Die Frage zielt darauf ab, ob die erzeugten Klassen auf einem Handy lauffähig sind. Ich bekomme mein jar einfach nicht auf einem Sony Ericsson K610i installiert. Die Manifest-Datei sollte soweit in Ordnung sein, da habe ich schon alles ausprobiert.
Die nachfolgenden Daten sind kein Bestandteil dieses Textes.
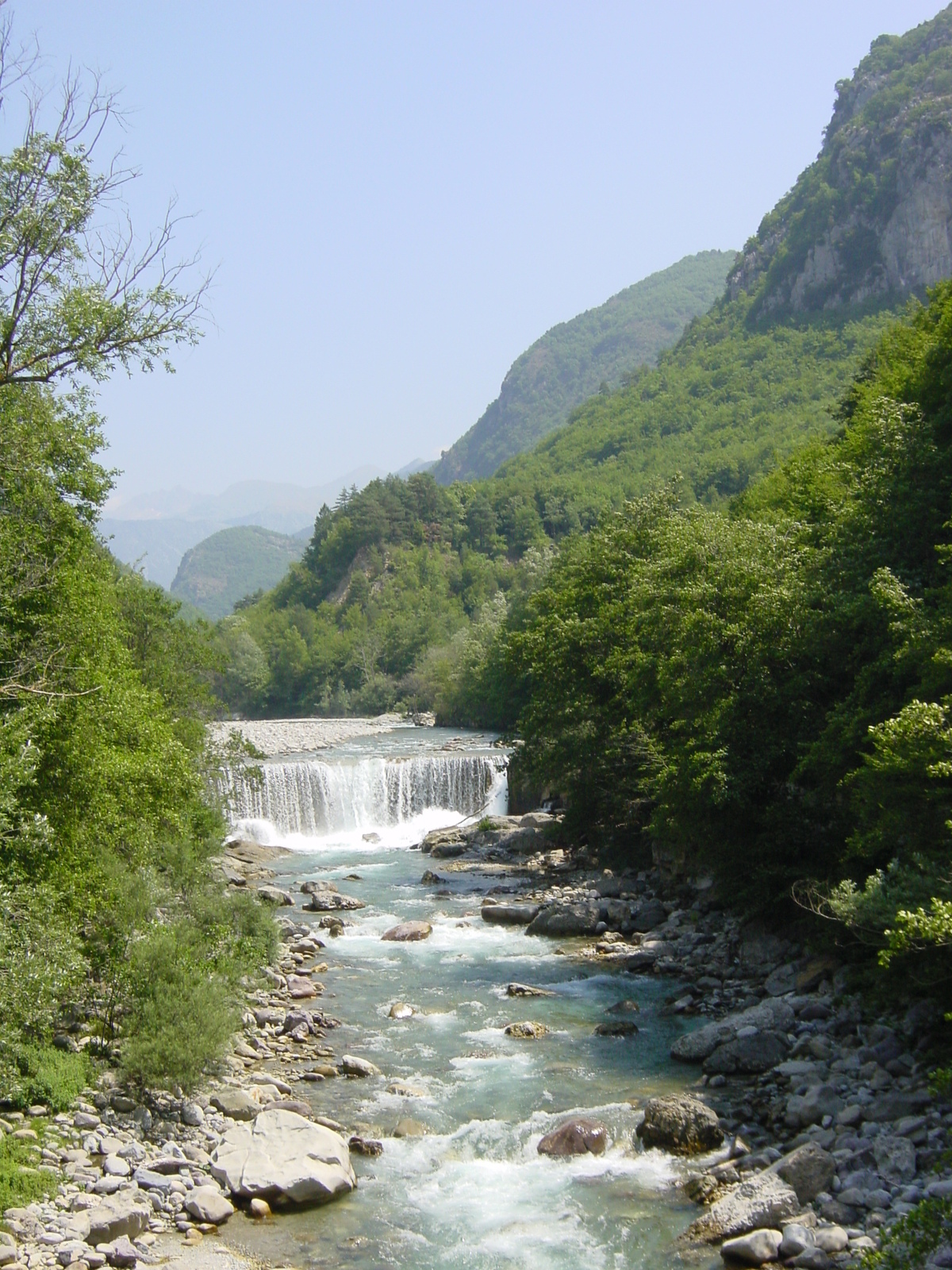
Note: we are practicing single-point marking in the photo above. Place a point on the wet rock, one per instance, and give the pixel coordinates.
(368, 1147)
(235, 1104)
(809, 1170)
(408, 933)
(410, 1128)
(765, 1200)
(748, 1054)
(577, 1137)
(209, 1204)
(353, 1066)
(526, 1030)
(509, 914)
(617, 1028)
(569, 918)
(301, 988)
(276, 895)
(117, 1216)
(681, 1123)
(283, 1155)
(754, 1249)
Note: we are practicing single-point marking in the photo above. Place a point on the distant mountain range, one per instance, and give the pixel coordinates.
(155, 530)
(583, 356)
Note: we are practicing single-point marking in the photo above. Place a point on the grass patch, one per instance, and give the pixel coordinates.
(21, 1180)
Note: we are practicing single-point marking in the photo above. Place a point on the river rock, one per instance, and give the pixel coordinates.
(765, 1200)
(526, 1030)
(771, 1015)
(617, 1028)
(754, 1249)
(809, 1170)
(579, 918)
(117, 1216)
(209, 1204)
(577, 1137)
(681, 1123)
(408, 933)
(810, 1108)
(283, 1155)
(748, 1054)
(509, 914)
(353, 1066)
(276, 895)
(235, 1104)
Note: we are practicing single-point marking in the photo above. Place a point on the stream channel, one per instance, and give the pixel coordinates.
(473, 1191)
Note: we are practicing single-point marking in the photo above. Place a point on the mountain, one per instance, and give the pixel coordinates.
(232, 564)
(578, 357)
(155, 530)
(866, 226)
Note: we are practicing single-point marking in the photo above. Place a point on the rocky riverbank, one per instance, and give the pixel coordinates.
(809, 1126)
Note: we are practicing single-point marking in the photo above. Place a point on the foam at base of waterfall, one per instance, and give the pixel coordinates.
(317, 800)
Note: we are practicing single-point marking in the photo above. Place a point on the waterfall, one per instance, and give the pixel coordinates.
(315, 798)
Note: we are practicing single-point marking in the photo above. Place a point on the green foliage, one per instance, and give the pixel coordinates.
(21, 1181)
(571, 362)
(232, 564)
(909, 1244)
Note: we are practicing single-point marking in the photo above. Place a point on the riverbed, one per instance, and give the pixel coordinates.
(465, 1187)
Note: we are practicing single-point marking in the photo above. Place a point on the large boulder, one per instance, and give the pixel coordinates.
(771, 1015)
(809, 1170)
(749, 1054)
(754, 1249)
(765, 1200)
(577, 1137)
(283, 1156)
(118, 1214)
(579, 918)
(681, 1123)
(209, 1204)
(509, 914)
(408, 933)
(235, 1104)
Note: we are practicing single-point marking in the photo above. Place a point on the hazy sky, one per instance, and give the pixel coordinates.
(400, 197)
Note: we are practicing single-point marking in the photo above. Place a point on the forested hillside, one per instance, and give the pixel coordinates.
(400, 591)
(579, 357)
(234, 564)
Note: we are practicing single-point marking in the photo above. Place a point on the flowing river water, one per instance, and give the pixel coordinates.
(473, 1191)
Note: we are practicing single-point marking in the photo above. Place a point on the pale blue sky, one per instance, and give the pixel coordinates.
(400, 197)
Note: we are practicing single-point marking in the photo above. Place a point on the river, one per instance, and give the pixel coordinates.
(473, 1191)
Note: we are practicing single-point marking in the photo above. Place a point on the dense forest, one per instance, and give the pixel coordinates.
(114, 937)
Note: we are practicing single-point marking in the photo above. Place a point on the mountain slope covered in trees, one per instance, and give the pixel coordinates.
(579, 357)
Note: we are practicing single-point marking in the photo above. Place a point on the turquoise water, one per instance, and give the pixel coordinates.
(474, 1191)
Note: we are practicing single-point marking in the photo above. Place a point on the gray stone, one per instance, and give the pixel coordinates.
(809, 1170)
(765, 1200)
(577, 1137)
(509, 914)
(408, 933)
(810, 1108)
(209, 1204)
(117, 1216)
(895, 1157)
(235, 1104)
(679, 1123)
(283, 1155)
(748, 1054)
(754, 1249)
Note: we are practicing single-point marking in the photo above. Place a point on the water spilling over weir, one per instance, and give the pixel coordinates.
(317, 798)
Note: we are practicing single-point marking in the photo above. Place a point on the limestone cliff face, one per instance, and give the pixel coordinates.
(873, 216)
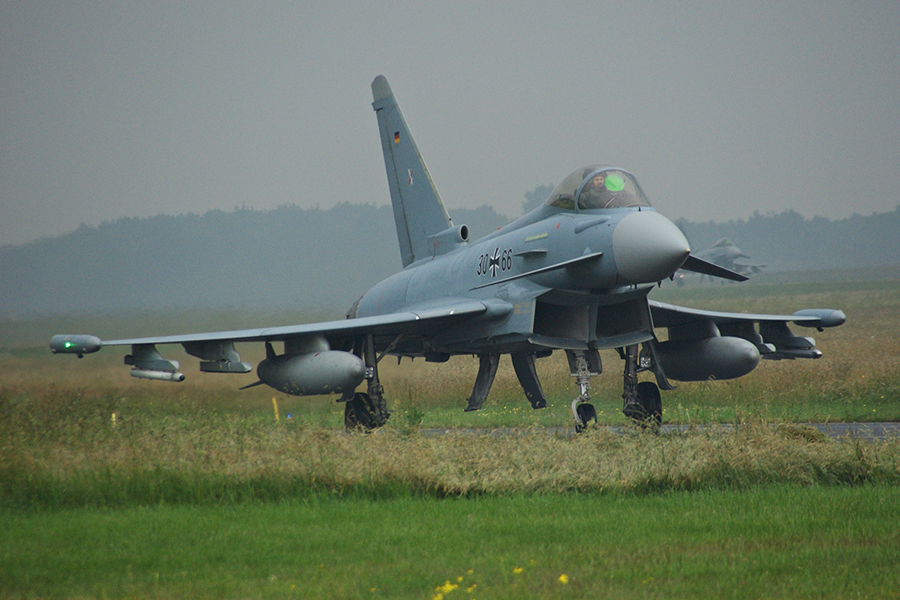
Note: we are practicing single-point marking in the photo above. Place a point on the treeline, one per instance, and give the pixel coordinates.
(289, 257)
(789, 242)
(292, 257)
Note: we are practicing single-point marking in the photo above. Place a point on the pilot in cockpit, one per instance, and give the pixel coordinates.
(595, 194)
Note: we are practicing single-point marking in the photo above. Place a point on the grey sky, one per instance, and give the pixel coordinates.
(112, 109)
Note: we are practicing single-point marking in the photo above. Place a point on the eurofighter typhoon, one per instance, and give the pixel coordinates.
(573, 275)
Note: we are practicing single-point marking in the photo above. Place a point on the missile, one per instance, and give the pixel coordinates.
(312, 374)
(722, 357)
(160, 375)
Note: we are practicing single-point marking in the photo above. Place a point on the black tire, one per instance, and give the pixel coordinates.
(360, 413)
(651, 403)
(587, 414)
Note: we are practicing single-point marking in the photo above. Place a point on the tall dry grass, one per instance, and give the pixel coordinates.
(54, 459)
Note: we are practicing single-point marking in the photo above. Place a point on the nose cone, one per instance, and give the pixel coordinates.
(647, 247)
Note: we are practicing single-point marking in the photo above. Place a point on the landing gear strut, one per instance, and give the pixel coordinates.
(582, 366)
(642, 402)
(367, 411)
(523, 363)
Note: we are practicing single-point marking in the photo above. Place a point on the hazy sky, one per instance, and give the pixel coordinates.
(115, 109)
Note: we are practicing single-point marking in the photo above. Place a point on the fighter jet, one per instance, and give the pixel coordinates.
(573, 275)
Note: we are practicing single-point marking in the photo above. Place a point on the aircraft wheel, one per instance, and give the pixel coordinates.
(360, 413)
(651, 403)
(586, 414)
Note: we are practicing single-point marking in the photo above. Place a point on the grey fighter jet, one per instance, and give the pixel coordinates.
(572, 275)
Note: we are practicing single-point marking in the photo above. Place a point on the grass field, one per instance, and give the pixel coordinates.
(112, 487)
(774, 542)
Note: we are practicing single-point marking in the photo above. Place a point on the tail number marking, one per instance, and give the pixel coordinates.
(491, 263)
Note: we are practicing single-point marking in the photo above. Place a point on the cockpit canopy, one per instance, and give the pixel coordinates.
(597, 186)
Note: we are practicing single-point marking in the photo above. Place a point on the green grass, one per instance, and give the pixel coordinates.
(777, 542)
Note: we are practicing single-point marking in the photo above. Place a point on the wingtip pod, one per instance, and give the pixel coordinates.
(75, 344)
(827, 317)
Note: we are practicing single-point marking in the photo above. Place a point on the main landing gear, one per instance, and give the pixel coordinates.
(642, 402)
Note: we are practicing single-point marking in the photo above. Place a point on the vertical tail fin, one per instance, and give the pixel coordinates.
(418, 210)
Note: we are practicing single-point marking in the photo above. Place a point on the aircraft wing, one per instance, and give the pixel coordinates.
(410, 322)
(671, 315)
(774, 339)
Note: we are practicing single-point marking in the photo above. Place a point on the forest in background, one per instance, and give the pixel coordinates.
(293, 257)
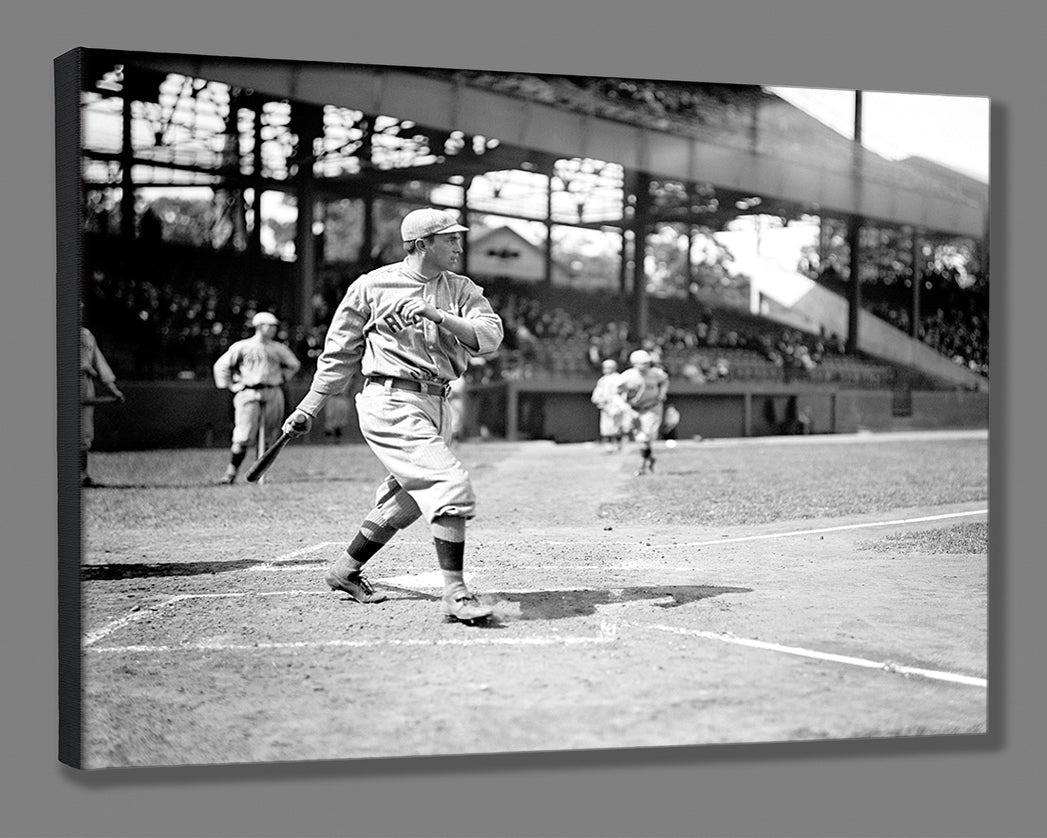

Könnte es wirklich an der Version liegen? Wurde da von 1.5 zu 1.6 irgendwas an der Erzeugung vom Bytecode geändert?


----------



## Wildcard (25. Okt 2007)

hmmm hat gesagt.:
			
		

> Wurde da von 1.5 zu 1.6 irgendwas an der Erzeugung vom Bytecode geändert?


Ja. Java ist abwärtskompatibel. Niemals aufwärtskompatibel. Selbst wenn sich von 1.5 zu 1.6 der Bytcode nicht verändert hätte (was er getan hat), so könnte eine 1.5er dennoch keinen 1.6er Code ausführen weil die Version Number in der .class nicht passt.
Um auch mit 1.6 noch für ältere VMs kompilieren zu können gibt es so lustige Parameter wie source und target  :wink:


----------



## quippy (16. Mrz 2008)

Moin, ich hänge mich mal hier mit rein, da die Frage in meine Richtung zielt.

Ich habe einen Modplayer gebastelt, der sehr schön auf dem Desktop läuft. Basis ist Java 5, was ich auch entsprechend im Source nutze (Annotations, Templates, etc)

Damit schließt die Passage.